Materials and methods: We evaluated 20 consecutive patients diagnosed with primary hyperparathyroidism, from October 2018 to June 2019. All cases presented solitary parathyroid adenoma werecertified by pathology report after surgery (-parathyroid adenoma excision). Pacients were evaluated clinically, biochemically and by ultrasound: 2 B ultrasound, Power Doppler, shear wave elastography with computer assisted quantitative measurement of tissue elasticity with high accuracy linear probe on Supersonic Aixplorer machine and strain elastography using Hitachi Preirus (Hitachi Medical Corporation, Tokyo, Japan) machine.

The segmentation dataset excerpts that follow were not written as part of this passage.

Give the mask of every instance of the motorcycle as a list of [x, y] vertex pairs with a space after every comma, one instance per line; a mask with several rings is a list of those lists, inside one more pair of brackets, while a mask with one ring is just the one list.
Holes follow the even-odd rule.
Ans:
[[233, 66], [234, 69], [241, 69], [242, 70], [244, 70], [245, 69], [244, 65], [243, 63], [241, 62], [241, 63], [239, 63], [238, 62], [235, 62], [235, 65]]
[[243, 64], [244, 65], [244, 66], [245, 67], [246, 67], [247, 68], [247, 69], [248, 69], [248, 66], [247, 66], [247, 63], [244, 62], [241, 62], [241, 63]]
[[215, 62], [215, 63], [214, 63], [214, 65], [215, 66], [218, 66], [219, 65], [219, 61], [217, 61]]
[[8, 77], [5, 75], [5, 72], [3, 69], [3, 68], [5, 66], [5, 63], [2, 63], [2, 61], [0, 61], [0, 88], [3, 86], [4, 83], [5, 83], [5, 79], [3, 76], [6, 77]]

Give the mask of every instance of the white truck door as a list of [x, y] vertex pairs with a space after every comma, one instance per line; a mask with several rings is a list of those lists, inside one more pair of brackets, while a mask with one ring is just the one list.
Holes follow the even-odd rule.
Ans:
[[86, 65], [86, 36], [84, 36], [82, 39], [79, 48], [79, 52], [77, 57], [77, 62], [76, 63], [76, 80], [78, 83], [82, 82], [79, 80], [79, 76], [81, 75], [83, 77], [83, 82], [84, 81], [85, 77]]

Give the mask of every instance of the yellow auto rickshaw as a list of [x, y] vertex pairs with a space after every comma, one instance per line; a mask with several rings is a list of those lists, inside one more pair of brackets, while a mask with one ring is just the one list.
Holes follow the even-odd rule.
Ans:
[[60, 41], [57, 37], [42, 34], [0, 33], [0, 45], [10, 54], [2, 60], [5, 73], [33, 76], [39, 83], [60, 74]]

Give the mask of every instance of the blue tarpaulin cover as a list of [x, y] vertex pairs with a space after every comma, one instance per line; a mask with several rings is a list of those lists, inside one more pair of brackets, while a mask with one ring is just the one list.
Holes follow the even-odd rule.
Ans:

Results: We evaluated 20 consecutive patients (male to female ratio 1:19) with mean age of 57.3 ± 13.33, mostly postmenopausal women with confirmed primary hyperparathyroidism. The parathyroid adenoma tissue was compared with the normal thyroid tissue and the surrounding muscle tissue. Using SWE elastography, we found that the mean SWE value for parathyroid adenoma is 4.74 ± 2.745 kPa, compared to mean SWE of thyroid tissue 11.718 ± 4.206 kPa, respectively muscle tissue 16.362 ± 3.829 kPa. Parathyroid adenoma tissue was also evaluated with strain elastography with color maps (qualitative) and with strain ratio (semi-quantitave data). The initial qualitative analysis, found 15 out of 20 cases with score 1 on color map evaluation, according to Rago criteria. Semi-quantitative analysis using strain elastography, found a strain ratio of 1.46 ± 1.45 for parathyroid/thyroid pair and 1.79 ± 0.90 for parathyroid/muscle. Comparing the two elastographic methods, we have found that shear wave elastography method has a higher sensitivity and specificity, if parathyroid adenoma is compared with thyroid tissueor surrounding muscle – AUC curve 0.70, 95% CI [0.544; 0.876 ], compared with the specificity and sensitivity of strain elastography – AUC curve 0.646, 95% CI [ 0.442; 0.850].
Conclusion: To conclude, the aim of this prospective study was to quantify the value of strain elastography and 2D shear wave elastography in localizing parathyroid pathology. Although strain elastography can be a useful qualitative tool by using color mapping, 2D-SWE elastography can offer a better differentiation on tissue elasticity when diagnosing parathyroid adenomas. By using this elastographic technique, a value less than 7 kPa for mean elasticity index is suggestive for parathyroid adenoma.